When the fire was going, the cons finally cut me loose, then tossed me the remains of an open MRE. I hadn’t eaten anything but the crackers they’d given me, so I ripped open a foil pouch and had vegetarian chili as the men continued bickering. I would need the energy before the night was done.
King and Perry were a painful pair to watch. If some scientist had melded prison genetics with random bad luck, the two could have served as a template. Backdropped by flames and sparks that soared starward, the men resembled absurd rodents, their silhouettes becoming more animated and their voices louder as they squabbled, until Perry finally said, “Okay, okay! I’ll get in the goddamn inner tube. But I known damn well you’re faking!”
“I wish that was true,” King replied, sounding suddenly pleased. “I can barely walk ’cause of that son of a bitch, which is all your fault and you know it.”

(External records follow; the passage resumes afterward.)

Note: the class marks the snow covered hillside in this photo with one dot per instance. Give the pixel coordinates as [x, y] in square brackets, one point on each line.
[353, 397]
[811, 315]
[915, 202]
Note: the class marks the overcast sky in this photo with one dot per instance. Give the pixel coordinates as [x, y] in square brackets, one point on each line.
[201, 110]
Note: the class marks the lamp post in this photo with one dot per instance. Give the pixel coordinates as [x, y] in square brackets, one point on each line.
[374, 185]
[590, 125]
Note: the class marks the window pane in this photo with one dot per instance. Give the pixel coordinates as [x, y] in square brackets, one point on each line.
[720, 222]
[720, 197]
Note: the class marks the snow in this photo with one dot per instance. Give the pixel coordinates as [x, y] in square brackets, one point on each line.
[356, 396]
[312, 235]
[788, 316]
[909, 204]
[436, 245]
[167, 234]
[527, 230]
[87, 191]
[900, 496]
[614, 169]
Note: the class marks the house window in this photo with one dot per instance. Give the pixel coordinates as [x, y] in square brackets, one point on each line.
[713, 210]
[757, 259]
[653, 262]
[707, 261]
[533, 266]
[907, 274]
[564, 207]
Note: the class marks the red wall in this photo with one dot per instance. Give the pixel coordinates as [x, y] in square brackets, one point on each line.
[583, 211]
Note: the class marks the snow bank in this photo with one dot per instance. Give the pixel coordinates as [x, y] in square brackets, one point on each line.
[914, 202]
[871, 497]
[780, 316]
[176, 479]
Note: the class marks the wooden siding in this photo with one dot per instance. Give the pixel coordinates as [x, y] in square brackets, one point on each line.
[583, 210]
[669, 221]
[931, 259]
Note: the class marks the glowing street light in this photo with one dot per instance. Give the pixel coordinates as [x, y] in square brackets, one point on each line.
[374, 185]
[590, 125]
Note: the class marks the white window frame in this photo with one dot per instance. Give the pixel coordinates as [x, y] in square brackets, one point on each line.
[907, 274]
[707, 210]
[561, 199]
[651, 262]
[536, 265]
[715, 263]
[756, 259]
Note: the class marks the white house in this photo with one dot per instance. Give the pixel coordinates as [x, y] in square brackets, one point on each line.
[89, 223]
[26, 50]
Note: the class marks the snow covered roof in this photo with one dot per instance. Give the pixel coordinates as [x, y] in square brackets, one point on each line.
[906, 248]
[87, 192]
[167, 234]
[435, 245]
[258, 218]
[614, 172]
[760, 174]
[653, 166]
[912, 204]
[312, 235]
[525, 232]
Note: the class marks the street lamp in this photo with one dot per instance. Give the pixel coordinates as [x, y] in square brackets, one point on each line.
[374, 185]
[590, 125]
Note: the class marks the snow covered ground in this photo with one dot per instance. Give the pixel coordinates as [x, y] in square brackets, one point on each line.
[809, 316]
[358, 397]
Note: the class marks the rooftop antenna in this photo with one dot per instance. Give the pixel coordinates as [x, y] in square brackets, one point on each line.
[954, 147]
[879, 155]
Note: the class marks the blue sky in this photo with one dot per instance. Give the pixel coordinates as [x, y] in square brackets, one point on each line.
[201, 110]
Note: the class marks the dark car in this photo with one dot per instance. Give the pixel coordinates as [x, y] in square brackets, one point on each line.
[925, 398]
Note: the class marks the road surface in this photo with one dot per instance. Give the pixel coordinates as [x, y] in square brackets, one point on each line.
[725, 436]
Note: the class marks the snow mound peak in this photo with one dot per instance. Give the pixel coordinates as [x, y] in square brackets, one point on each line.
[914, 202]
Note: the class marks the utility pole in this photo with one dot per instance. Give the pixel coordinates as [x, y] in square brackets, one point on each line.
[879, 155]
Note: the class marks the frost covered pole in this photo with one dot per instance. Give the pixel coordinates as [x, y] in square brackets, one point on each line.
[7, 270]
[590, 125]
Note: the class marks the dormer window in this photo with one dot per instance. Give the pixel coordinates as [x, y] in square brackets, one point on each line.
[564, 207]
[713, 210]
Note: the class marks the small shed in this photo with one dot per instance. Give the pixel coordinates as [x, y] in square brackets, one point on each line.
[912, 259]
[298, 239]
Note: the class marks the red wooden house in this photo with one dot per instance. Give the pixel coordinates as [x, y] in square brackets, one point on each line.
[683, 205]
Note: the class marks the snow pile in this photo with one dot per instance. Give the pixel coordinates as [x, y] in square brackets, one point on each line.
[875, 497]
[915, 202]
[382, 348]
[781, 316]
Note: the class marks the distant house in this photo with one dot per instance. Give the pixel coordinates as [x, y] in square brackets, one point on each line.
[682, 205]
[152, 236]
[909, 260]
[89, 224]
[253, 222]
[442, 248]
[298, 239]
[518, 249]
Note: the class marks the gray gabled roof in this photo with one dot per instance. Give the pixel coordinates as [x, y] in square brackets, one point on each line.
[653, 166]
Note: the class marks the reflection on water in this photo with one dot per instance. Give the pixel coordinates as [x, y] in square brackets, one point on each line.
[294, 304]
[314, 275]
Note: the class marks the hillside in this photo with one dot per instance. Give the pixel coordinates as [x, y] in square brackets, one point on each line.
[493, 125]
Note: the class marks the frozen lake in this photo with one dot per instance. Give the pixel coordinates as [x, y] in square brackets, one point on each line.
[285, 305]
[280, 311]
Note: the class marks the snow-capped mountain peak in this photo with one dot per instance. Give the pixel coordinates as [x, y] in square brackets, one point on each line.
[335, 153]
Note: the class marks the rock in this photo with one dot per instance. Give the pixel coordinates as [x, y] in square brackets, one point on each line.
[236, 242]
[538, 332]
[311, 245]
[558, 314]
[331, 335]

“Oh . . . bullshit,” Perry yelled. “But don’t think the cut’s gonna still be fifty-fifty because it’s not. The cut has to be sixty-forty if I’m doin’ extra work. What do you think about that, smart-ass?”
Unperturbed, King said, “Perry, you drive one hell of a hard bargain! I guess I got no choice, now, do I?” He didn’t bother to hide the sarcasm, and there was a smile in his tone when he turned toward me and lied, “We’re discussing our part of the take—not yours, of course.”
I didn’t bother answering. I was watching Perry, who had begun pacing. With the rifle angled over his shoulder, he resembled a toy soldier now. Maybe the man had run out of amphetamines or possibly he had recently swallowed a few more, because his voice was quivering when he spun toward King and screamed, “You always get your way, don’t you, you son of a bitch? Well, at least I won’t screw up the job like you did. But you’ve got to agree to one more thing before I do it. And you’re not gonna weasel out of this one.”